Some farmers branched out into a new specialty crop last year: hemp. The year 2019 was the first for legal hemp production in the state, and a report by Dana Cronin of Illinois Newsroom shares some of those experiences.

Many farmers experienced frustration with growing a new crop. “It’s kind of a good way to start, in that that’s about as bad as it can get,” says Jeff Cox, Bureau Chief of Medicinal Plants at the Illinois Department of Agriculture. “There’s a lack of expertise, just a general lack of knowledge as to how to grow hemp the best way.”

Cronin writes that a lot of hemp farmers soon learned that after they harvested their crop, they had nowhere to take it. “I have 5,000 pounds of biomass sitting in my garage, taking up a whole stall of the two-stall garage,” says Charles Brown, a hemp grower in Virginia, Illinois.

Another problem came in the form of licensing. Cronin cites the Illinois Department of Agriculture, who says that 644 growers licenses were issued in 2019, but fewer than 200 processors were licensed.
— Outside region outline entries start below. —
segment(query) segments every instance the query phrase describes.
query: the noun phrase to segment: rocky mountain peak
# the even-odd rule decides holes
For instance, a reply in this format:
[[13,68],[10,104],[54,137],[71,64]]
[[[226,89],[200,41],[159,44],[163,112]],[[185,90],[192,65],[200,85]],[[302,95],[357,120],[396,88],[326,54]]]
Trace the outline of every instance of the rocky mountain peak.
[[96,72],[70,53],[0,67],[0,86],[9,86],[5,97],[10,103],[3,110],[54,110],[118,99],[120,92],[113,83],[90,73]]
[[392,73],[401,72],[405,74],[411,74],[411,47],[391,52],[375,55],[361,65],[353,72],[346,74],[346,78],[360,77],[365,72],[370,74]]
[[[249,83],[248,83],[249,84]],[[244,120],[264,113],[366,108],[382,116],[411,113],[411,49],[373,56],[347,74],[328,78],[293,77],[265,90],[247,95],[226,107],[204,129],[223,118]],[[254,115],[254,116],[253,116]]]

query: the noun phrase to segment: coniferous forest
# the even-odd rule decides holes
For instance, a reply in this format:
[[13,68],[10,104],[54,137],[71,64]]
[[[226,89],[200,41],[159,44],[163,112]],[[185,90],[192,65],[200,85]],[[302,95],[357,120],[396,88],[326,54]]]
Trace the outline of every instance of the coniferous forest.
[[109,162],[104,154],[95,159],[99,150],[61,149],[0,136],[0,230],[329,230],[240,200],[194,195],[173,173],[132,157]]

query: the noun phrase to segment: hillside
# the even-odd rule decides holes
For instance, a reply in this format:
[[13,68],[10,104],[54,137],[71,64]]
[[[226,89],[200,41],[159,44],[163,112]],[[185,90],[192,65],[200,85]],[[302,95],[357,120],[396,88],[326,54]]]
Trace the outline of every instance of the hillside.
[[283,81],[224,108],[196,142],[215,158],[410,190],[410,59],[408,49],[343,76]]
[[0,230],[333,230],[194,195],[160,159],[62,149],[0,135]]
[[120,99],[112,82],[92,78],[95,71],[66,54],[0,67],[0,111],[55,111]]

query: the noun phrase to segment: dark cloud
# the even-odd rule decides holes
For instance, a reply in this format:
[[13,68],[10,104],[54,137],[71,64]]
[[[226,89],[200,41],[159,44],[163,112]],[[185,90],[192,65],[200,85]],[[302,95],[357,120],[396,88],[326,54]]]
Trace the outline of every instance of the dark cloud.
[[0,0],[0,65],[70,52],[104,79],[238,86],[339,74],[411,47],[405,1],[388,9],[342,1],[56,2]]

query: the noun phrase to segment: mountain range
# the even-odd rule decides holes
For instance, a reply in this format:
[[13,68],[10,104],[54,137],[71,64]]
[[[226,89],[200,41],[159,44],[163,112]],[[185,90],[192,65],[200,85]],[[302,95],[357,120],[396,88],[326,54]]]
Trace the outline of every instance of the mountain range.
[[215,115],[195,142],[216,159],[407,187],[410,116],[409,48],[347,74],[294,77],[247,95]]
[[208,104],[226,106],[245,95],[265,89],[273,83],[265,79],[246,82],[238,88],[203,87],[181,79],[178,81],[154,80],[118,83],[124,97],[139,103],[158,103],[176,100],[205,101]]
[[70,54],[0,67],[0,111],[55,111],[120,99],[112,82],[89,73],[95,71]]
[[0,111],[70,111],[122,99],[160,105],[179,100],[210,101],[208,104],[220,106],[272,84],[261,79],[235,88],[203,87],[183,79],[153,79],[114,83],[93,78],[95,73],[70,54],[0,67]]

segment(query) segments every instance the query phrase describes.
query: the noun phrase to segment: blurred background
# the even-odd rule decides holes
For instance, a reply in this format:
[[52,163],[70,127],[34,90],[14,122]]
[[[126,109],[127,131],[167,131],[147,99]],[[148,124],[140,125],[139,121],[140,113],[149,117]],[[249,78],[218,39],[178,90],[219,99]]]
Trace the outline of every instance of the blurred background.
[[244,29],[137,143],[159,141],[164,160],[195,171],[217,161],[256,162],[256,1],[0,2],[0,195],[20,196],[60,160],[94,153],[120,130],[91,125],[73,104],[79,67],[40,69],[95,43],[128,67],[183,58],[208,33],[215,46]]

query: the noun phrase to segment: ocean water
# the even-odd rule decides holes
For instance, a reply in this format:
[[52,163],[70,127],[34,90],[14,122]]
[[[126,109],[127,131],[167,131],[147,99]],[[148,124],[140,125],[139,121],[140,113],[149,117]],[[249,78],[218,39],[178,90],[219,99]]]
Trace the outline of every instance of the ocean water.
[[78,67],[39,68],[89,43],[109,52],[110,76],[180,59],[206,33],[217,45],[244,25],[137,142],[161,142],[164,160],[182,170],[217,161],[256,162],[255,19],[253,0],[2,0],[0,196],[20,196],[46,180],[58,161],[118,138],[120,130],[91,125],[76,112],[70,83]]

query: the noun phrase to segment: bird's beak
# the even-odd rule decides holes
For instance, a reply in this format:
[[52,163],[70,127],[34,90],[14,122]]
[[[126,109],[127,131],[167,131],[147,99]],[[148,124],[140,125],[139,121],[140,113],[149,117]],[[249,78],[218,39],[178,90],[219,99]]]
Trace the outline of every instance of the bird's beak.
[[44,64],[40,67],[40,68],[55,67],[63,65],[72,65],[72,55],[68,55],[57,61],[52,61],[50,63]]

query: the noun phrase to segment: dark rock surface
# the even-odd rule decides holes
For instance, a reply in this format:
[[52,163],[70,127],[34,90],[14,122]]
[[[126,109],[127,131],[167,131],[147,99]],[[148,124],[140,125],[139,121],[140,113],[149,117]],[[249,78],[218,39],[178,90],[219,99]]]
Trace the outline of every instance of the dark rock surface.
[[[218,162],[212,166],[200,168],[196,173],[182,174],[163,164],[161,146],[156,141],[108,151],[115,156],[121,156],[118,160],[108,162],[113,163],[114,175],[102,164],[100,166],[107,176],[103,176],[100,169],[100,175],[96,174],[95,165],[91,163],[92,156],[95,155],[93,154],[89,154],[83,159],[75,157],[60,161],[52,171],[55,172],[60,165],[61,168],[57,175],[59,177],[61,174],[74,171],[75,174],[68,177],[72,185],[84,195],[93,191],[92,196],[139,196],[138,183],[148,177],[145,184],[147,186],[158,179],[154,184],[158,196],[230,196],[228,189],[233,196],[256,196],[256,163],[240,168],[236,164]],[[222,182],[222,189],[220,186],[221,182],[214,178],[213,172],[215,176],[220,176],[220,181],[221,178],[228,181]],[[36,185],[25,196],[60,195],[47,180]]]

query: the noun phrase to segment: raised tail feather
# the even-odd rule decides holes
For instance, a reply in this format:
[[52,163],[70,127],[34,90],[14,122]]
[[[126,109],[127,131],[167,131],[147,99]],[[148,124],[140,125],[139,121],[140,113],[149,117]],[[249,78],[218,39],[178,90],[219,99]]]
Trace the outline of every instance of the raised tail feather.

Additionally, a generational divide has caused some friction with hemp crops. Older farmers associate hemp with marijuana in a negative manner, and believe it is just as harmful. Younger farmers are more likely to at least try and grow the crop, despite the difficulties. Even with these troubles, many hemp farmers are ready to try again this year and learning from this past experience.

In order to help these farms, such as the apple orchards, the peach farms, the pumpkin patches, and the hemp farmers (and all the others), specialty crops are being added to lists of various supporting programs. One of these programs comes from digital-agriculture company Farmers Edge, who has begun offering its imagery and mapping technology for specialty crops.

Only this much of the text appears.